Gefitinib may be a promising chemoprevention agent for pancreatic cancer, according to a study published in Cancer Prevention Research, a journal of the American Association for Cancer Research.

The study is published in the November issue, and was discussed during a press conference at the Ninth Annual Frontiers in Cancer Prevention Research Conference, held here Nov. 7-10, 2010.

Pancreatic cancer has a dismal prognosis because it is often asymptomatic and not detected until it is in late stages.
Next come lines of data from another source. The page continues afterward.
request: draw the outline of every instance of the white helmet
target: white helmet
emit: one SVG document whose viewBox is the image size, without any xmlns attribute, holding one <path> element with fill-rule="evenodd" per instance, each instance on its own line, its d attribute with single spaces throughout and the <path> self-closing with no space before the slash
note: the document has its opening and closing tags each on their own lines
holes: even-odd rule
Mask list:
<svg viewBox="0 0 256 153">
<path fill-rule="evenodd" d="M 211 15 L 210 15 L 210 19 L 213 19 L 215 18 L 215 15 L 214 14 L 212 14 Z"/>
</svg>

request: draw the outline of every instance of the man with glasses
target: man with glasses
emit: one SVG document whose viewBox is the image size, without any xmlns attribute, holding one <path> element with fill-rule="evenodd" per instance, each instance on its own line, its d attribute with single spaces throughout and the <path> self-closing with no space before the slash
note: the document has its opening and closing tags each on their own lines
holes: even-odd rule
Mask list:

Strategies to combat pancreatic cancer have focused on earlier and earlier treatments, and this is the first time that a chemoprevention strategy has been tried.
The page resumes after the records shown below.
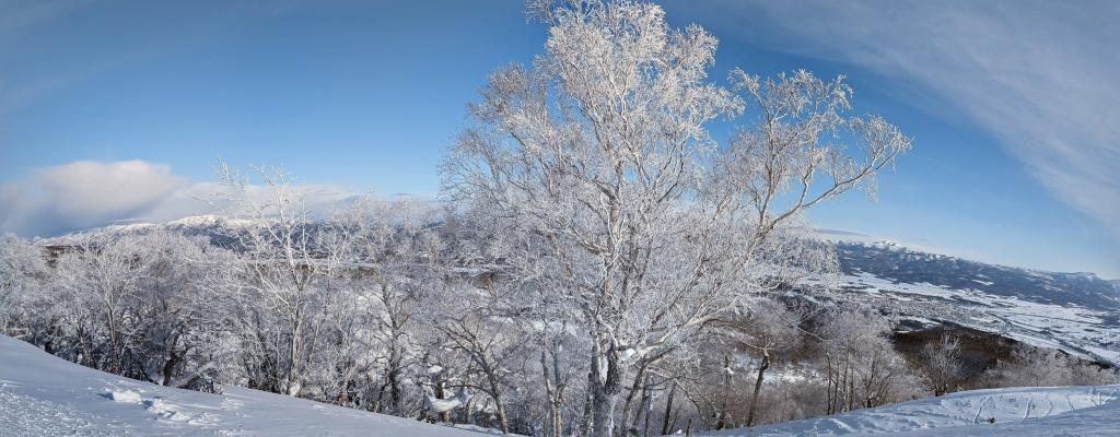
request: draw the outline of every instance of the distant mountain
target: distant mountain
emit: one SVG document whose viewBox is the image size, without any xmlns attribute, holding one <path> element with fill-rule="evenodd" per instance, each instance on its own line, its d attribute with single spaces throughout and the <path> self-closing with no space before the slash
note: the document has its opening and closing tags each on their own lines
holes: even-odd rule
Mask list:
<svg viewBox="0 0 1120 437">
<path fill-rule="evenodd" d="M 236 235 L 252 226 L 265 224 L 196 216 L 88 229 L 38 243 L 73 245 L 86 238 L 167 230 L 232 247 Z M 856 232 L 820 230 L 818 235 L 836 245 L 841 274 L 808 279 L 803 285 L 838 292 L 824 294 L 825 298 L 878 305 L 903 319 L 899 329 L 963 325 L 1120 363 L 1120 281 L 1091 273 L 986 264 Z"/>
<path fill-rule="evenodd" d="M 931 254 L 824 231 L 841 275 L 836 298 L 872 303 L 909 326 L 955 324 L 1120 364 L 1120 282 Z M 810 281 L 820 283 L 823 281 Z"/>
</svg>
Chinthalapally V. Rao, Ph.D., director of the Center for Chemoprevention and Cancer Drug Development at the University of Oklahoma Cancer Institute, tested the strategy in mice.

The mice were bred to be at high risk for pancreatic cancer and then fed gefitinib in escalating doses of 0, 100 and 200 ppm for a period of 35 weeks, at which time the tumor incidence was analyzed.

Compared to the group that received no gefitinib, the mid-dose group experienced 77 percent fewer pancreatic tumors and the high-dose group had 100 percent fewer tumors.

In the 100 ppm group, 67.6 percent of the mice were free of pancreatic intraepithelial neoplasms, a known pre-cursor to pancreatic cancer, compared with 77.3 percent in the 200 ppm group.

"These findings are dramatic enough that human trials should begin soon," said Rao. "The clear message is that the earlier we start, the better the outcome is, and we can already measure neoplasm levels in humans so there is a potential here for clinical benefit."